A father is taking the Child Support Agency (CSA) to the European Court of Human Rights over claims he pays more than he should to support his daughter.
Mr Cook claims he is paying over the odds
Mark Cook is one of the victims of a new computer system which the agency said it could not address until it is working properly.
Mr Cook, from Cupar, Fife, pays £250 a month in maintenance for his daughter.
Under new rules he would pay nearly £100 a month less, but he is angry that the agency will not re-assess him.
Absent parents who are liable for the support of their children are now asked to pay a straight 15% of their disposable income.
It is a far simpler formula and new cases have been assessed in this way since March last year.
At the moment, the agency is refusing to re-assess old cases.
The CSA said all absent parents would eventually be assessed in the same way, but not before the new computer system was finally working properly.
Mr Cook said: "We should all be paying the same and this is my argument.
"I should be paying for my child.
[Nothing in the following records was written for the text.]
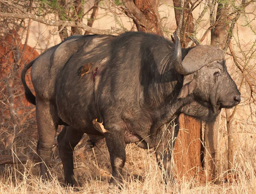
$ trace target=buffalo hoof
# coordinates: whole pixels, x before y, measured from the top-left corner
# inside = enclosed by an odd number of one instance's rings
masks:
[[[69,180],[66,179],[65,180],[66,184],[64,185],[65,186],[71,186],[72,187],[81,187],[81,184],[76,181],[75,179],[73,176],[71,176]]]
[[[114,192],[115,191],[119,190],[122,190],[123,188],[123,185],[122,183],[122,180],[115,180],[113,177],[111,177],[110,182],[109,183],[109,186],[108,186],[108,191],[110,192]]]

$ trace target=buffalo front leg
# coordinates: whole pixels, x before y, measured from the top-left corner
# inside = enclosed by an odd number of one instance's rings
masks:
[[[110,129],[109,127],[107,128]],[[121,188],[122,187],[122,172],[126,159],[124,130],[119,127],[112,129],[112,134],[106,133],[105,135],[112,170],[109,186],[111,188],[118,186],[119,188]]]
[[[50,177],[49,166],[54,137],[58,126],[58,118],[54,107],[49,102],[37,100],[36,109],[38,133],[37,152],[41,160],[40,175],[42,179],[45,180]]]
[[[70,126],[65,126],[58,136],[59,154],[62,162],[64,181],[67,185],[79,186],[74,176],[73,151],[83,135],[83,132]]]
[[[162,170],[166,184],[169,181],[172,183],[174,180],[172,174],[172,154],[179,132],[178,119],[175,119],[175,122],[174,130],[172,130],[172,129],[168,130],[166,127],[168,124],[161,127],[163,136],[157,146],[155,147],[157,160]],[[170,127],[168,127],[170,128]]]

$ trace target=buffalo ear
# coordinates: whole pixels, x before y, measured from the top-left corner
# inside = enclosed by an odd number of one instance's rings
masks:
[[[191,94],[196,87],[196,80],[194,73],[185,76],[183,81],[183,87],[178,96],[178,98],[183,98]]]

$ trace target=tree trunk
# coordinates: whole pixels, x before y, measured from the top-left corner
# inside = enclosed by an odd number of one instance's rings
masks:
[[[201,151],[201,122],[181,114],[179,118],[180,131],[174,149],[177,177],[191,180],[198,175],[202,169]],[[176,171],[176,172],[175,172]],[[201,174],[200,174],[200,177]],[[197,179],[201,179],[197,176]]]
[[[125,14],[132,19],[138,31],[163,35],[156,0],[123,0]]]
[[[175,18],[177,26],[179,25],[180,7],[180,0],[173,1]],[[190,12],[189,3],[184,2],[183,19],[180,32],[181,45],[187,46],[190,40],[187,37],[189,34],[194,33],[193,15]],[[204,174],[198,173],[202,169],[201,164],[201,122],[183,114],[179,118],[180,129],[177,140],[175,146],[175,163],[176,164],[177,176],[191,179],[197,175],[196,179],[204,179]]]

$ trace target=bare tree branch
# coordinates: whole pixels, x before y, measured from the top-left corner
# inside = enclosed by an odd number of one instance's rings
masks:
[[[17,19],[30,18],[36,22],[52,26],[77,27],[81,28],[85,31],[94,34],[121,34],[125,32],[125,31],[123,30],[114,27],[112,27],[111,29],[108,30],[99,30],[91,28],[86,24],[80,22],[63,20],[55,21],[52,20],[48,20],[30,13],[17,14],[15,13],[0,12],[0,17]]]
[[[184,12],[184,0],[180,0],[180,17],[179,19],[179,24],[176,30],[176,34],[178,37],[180,37],[180,33],[182,25],[182,21],[183,20],[183,13]]]

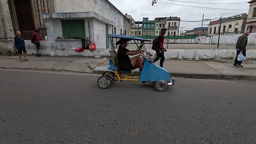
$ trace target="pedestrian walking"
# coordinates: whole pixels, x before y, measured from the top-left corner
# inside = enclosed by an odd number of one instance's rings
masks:
[[[20,31],[16,31],[17,35],[14,38],[14,46],[18,51],[18,55],[20,59],[20,62],[28,61],[27,59],[27,51],[26,50],[26,45],[24,39],[21,37],[21,33]],[[24,58],[21,58],[22,52],[24,53]]]
[[[245,31],[244,33],[244,34],[238,37],[237,42],[236,44],[236,57],[235,59],[235,63],[234,66],[236,67],[243,67],[241,65],[243,61],[238,61],[237,57],[240,53],[242,53],[244,57],[246,56],[246,45],[247,42],[248,41],[248,36],[249,35],[250,32],[249,31]]]
[[[36,57],[41,57],[42,54],[39,53],[40,49],[40,38],[38,36],[38,33],[40,31],[39,29],[36,29],[33,34],[31,42],[36,46]]]
[[[153,61],[153,63],[156,62],[160,59],[160,67],[163,67],[164,62],[164,52],[166,51],[166,49],[164,47],[164,35],[166,33],[167,28],[163,28],[160,31],[160,34],[157,38],[157,43],[159,44],[159,46],[156,50],[156,57]]]

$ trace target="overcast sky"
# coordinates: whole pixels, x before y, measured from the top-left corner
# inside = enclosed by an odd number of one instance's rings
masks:
[[[178,17],[181,20],[202,20],[203,14],[205,19],[213,19],[228,17],[243,13],[248,13],[250,0],[158,0],[155,6],[152,6],[152,0],[108,0],[124,14],[126,13],[132,15],[135,21],[142,21],[142,18],[148,17],[153,20],[156,17]],[[184,3],[175,1],[189,2]],[[237,4],[196,4],[196,3],[235,3]],[[174,5],[176,4],[176,5]],[[215,10],[192,7],[177,5],[183,5],[198,7],[205,7],[216,9],[231,10]],[[229,13],[229,14],[227,14]]]

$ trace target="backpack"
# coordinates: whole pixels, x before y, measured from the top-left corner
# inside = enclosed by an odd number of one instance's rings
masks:
[[[34,35],[32,35],[32,37],[31,37],[31,42],[33,44],[35,44],[35,37],[34,36]]]
[[[157,42],[158,38],[158,37],[157,37],[153,40],[153,43],[152,44],[152,50],[154,51],[156,51],[158,49],[159,43]]]

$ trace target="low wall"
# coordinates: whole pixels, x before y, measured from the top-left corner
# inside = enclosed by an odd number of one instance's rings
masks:
[[[29,41],[26,41],[26,49],[29,54],[36,54],[36,48],[34,44],[31,43]],[[97,49],[91,51],[85,50],[84,52],[78,52],[74,51],[72,48],[56,49],[54,46],[50,46],[46,41],[41,42],[41,53],[43,54],[51,54],[53,52],[54,55],[58,56],[70,56],[82,55],[85,57],[102,57],[109,55],[107,49]],[[47,45],[49,45],[47,46]],[[153,53],[155,51],[148,50]],[[246,58],[249,59],[256,59],[256,50],[247,50],[246,51]],[[168,49],[165,53],[166,59],[234,59],[235,58],[236,51],[235,50],[206,50],[206,49]]]

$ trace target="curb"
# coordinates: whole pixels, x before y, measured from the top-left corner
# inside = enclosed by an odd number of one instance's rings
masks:
[[[87,74],[102,74],[103,72],[102,71],[94,71],[91,73],[83,71],[74,71],[68,70],[54,70],[52,69],[39,69],[39,68],[5,68],[0,67],[1,69],[23,69],[23,70],[33,70],[38,71],[68,71],[75,73],[87,73]],[[198,78],[198,79],[229,79],[229,80],[247,80],[256,81],[256,76],[243,76],[243,75],[215,75],[215,74],[182,74],[182,73],[171,73],[172,76],[175,77],[182,77],[187,78]]]
[[[256,81],[255,76],[243,75],[213,75],[213,74],[180,74],[172,73],[174,77],[183,77],[189,78],[198,79],[229,79],[229,80],[247,80]]]

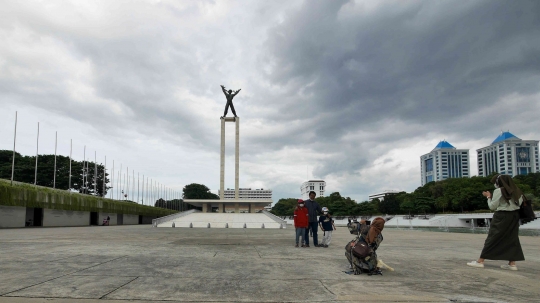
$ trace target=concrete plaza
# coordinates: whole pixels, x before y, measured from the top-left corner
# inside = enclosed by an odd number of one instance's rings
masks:
[[[148,225],[0,230],[0,303],[540,302],[540,237],[520,237],[519,271],[478,257],[485,234],[387,229],[383,276],[348,275],[345,227],[329,248],[294,229]]]

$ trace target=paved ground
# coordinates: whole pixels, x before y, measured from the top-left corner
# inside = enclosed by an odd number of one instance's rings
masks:
[[[540,237],[521,237],[519,271],[476,259],[485,234],[388,229],[396,271],[347,275],[351,239],[294,248],[293,229],[150,226],[0,230],[0,303],[540,302]]]

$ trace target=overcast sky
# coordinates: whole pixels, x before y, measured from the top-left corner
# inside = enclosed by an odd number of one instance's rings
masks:
[[[2,1],[0,149],[219,189],[219,85],[240,186],[358,202],[420,186],[440,140],[540,139],[540,1]],[[229,112],[229,115],[231,113]],[[227,124],[225,187],[234,187]]]

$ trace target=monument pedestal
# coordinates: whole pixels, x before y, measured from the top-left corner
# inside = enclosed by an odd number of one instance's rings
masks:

But I should not be paying different fees. That's discrimination as far as I'm concerned."
Mr Cook's lawyer Cameron Fyfe believes the situation constitutes discrimination and is taking the case to the European Court of Human Rights in Strasbourg.
Mr Fyfe said: "It is under the human rights act that we are bringing this application. Article 14 says there must be no discrimination.
"Discrimination has been defined as a policy or a decision which has no rational foundation.
"If ever there was discrimination this is it."